I'm reading on JVM tuning, and it occurred to me that the JVM keeps moving objects around when it does GC. But Java Objects have references to each other, which one would presume are implemented as pointers, but the JVM can't possibly go over the whole heap after every time it moved objects around, and update all the references; surely that would take for ever. So how does it resolve references, if the references do not change, but the physical location of the objects do?
I've read a lot about the JVM, but that was never explained, or even hinted at, anywhere.
[EDIT] My point is that references are one-way things. Going from the pointer to the pointed is "instantaneous", but going the other way around would require a full heap scan. While it is possible, it seems unlikely. If 10K objects survive a minor collection, how long would it take to do a full heap scan 10K times to update the references to those objects? There must be some kind of optimized algorithm or structure used.
Usually, collectors dont walk the entire heap. They identify live objects and traverse them.
For example, the copying collector in Hotspot, starts with roots and identifies all the live objects. Once the live objects are identified, they are copied to a new space on heap. In walking all the live objects, it does the required address modifications for the live objects.
Once this is done, all thats get left in the old space are dead objects and the objects that are already moved. This free space is reclaimed by GC and is used in future to move other live objects into it.
The time taken is proportional to number of live objects on heap.
I am not absolutely sure that this IS the way object references in the heap are managed, but I suspect that the object references that Java VM hands out to our programs are NOT the actual memory addresses but the internal JVM references that point to the actual address in JVM (HashMap or similar structure). I.e. all objects that refer to objectA will have references [NOT address] to objectA, when GC occurs JVM does NOT need to update the references in all these objects, just the actual changed address in it's own HashMap.
It sure does scan through the whole heap to detect the object that are no longer referenced by anybody and mark them as eligible to be collected and to place all active objects in a compact memory area to avoid fragmentation.
How it does it depends on the garbage collection algorithms used but it is a time consuming process indeed and that is a reason why Java (per se) can't be used in real time constraints
I'm no expert on GC myself, but as far as I know, that is more or less what it does. See e.g. this text:
( http://wiki.osdev.org/Garbage_collection#Copy_collectors , emphasis mine).
As to this "taking for ever" -- the main idea behind a copying (or moving) garbage collector is that only a small amount of objects will actually need to be moved, because most instances are already dead (i.e. most instances are very short-lived). So the number of objects that move is small, and hopefully the number of references pointing to them is also fairly small.
At any rate, the GC must build a list of object references anyway (to find out which objects are still referenced/alive and need to be copied), so it can probably reuse that list to update the references. So the only the updating is "extra work".
If you are really interested in how garbage collectors work, can I recommend Richard Jones' 2 books on Garbage Collection. Links / references are here. This isn't specifically about Java garbage collection.
(I have a copy of the older book, and the new one is on my shopping list.)
Here's a simple version of how a copying collector deals with this problem.
A copying collector works by copying objects from one space (the from-space) to another one (the to-space).
Specifically, the GC walks the graph of reachable objects within the "from" space, starting from each of the GC roots. Each time it finds a reference to a node (in an instance field, static field, stack frame, etc), it checks the object that the reference points to to see if it has been marked as visited.
If it is not yet marked, the GC does the following:
The result of this the reference to the to-space object.
If the object has been marked already, the GC looks up the forwarding address, and returns that.
The location (in to-space, or some GC root) where the GC got the reference from is then updated with the pointer to the object in to-space.
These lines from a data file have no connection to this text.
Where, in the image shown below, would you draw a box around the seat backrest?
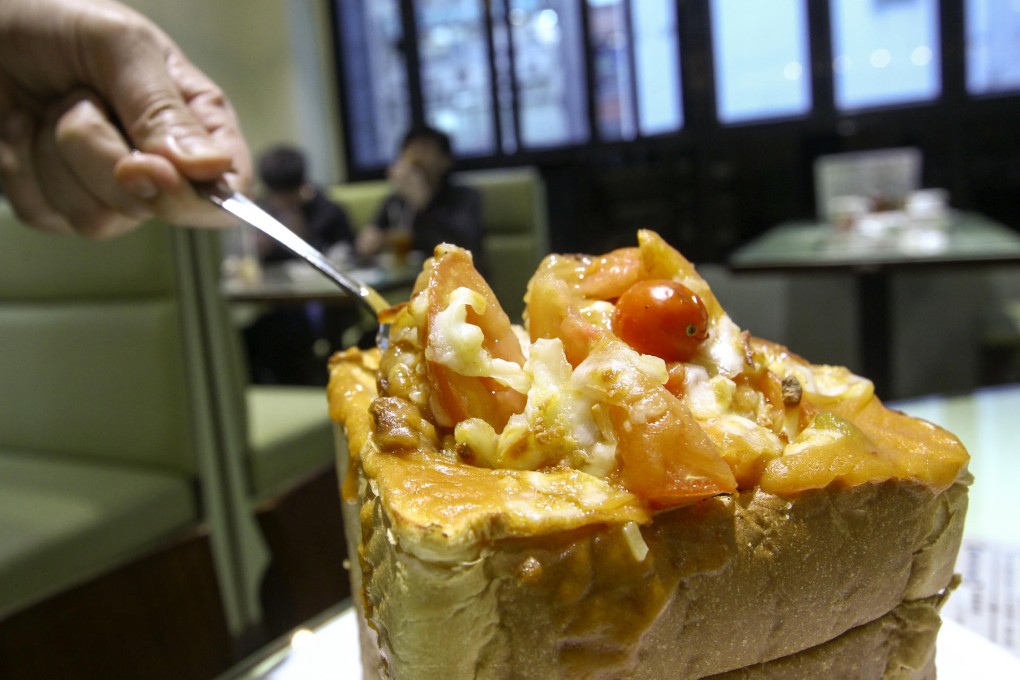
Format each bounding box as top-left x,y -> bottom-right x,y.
0,199 -> 264,632
0,203 -> 196,473
458,167 -> 549,321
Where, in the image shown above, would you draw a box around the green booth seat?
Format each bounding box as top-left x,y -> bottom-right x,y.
245,385 -> 334,503
0,451 -> 200,609
0,199 -> 342,675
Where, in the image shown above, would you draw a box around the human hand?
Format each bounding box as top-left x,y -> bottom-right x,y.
0,0 -> 251,238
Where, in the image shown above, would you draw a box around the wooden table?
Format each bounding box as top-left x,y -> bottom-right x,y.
728,213 -> 1020,397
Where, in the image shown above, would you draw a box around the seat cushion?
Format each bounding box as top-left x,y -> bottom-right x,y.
0,451 -> 199,613
246,385 -> 333,500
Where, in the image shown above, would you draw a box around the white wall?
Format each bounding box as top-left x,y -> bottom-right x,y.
123,0 -> 343,184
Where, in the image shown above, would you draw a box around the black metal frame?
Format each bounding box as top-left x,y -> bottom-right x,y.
330,0 -> 1020,259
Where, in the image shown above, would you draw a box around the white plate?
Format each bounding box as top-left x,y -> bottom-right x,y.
266,610 -> 1020,680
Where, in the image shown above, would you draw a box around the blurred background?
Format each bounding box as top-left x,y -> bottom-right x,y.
0,0 -> 1020,678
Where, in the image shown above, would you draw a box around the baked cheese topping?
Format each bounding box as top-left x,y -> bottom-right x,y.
332,231 -> 967,509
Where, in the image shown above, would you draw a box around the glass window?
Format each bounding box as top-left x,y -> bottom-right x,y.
508,0 -> 591,148
830,0 -> 941,110
711,0 -> 811,123
414,0 -> 496,156
337,0 -> 411,168
588,0 -> 638,141
630,0 -> 683,135
966,0 -> 1020,95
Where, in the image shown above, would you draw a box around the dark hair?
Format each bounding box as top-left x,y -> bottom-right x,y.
400,125 -> 453,157
258,146 -> 305,192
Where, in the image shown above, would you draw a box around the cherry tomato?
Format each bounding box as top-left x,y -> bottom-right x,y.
613,279 -> 708,361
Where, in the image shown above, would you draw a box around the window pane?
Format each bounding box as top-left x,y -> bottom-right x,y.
509,0 -> 590,148
966,0 -> 1020,95
414,0 -> 496,156
830,0 -> 941,110
711,0 -> 811,123
338,0 -> 411,169
630,0 -> 683,135
588,0 -> 638,141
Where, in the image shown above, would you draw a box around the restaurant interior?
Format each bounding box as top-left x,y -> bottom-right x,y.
0,0 -> 1020,679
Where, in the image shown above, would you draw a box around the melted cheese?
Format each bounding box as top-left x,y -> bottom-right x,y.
425,287 -> 529,394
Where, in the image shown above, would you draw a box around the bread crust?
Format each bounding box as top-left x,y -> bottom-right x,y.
345,428 -> 969,679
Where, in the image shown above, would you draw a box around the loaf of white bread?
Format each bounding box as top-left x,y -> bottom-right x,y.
329,231 -> 970,680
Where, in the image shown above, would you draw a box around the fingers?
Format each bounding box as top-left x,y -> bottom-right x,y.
0,93 -> 152,238
113,151 -> 237,227
82,15 -> 248,187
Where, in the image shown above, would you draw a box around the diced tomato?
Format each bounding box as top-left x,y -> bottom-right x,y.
610,395 -> 736,508
422,246 -> 526,431
577,247 -> 644,300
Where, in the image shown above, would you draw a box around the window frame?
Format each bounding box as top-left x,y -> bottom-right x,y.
329,0 -> 1020,180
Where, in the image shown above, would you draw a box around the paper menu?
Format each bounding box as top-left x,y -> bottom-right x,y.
942,539 -> 1020,657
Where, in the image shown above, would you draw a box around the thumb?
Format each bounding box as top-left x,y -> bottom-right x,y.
90,28 -> 232,180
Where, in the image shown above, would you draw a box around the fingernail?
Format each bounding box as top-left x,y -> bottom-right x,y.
176,137 -> 222,156
123,174 -> 159,201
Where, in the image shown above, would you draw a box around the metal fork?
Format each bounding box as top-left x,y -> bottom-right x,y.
199,185 -> 390,349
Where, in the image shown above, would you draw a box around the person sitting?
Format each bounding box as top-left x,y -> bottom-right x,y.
258,145 -> 354,264
244,146 -> 358,384
355,126 -> 485,270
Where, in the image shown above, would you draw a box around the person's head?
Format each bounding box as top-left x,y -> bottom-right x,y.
258,145 -> 308,200
397,125 -> 453,190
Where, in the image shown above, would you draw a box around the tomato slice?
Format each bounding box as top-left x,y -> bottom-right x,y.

If you follow all of that, then you will see that the GC doesn't need to go looking for all of the places that hold a reference to a given moved object. Instead, it simply encounters all of the places in the traversal of the reachable objects. Of course, the GC does have to do that traversal, but there are various techniques to reduce the amount of traversing that needs to be done in each GC cycle.
If you haven't followed the above, then PLEASE go read one of the textbooks that I've recommended. They'll do a much better job of explaining it than I can do. You'll also find material on how other kinds of GC deal with this issue.
The Java HotSpot GCs are all copying collectors of one form or another. Things get a bit more complicated than my description above for parallel and concurrent collecting, but the "forwarding address" mechanism is common to all of them.
(There are not many published papers or other public documentation on HotSpot GCs, and most of the material that exists assumes that the reader has a good understanding of how modern garbage collectors work.)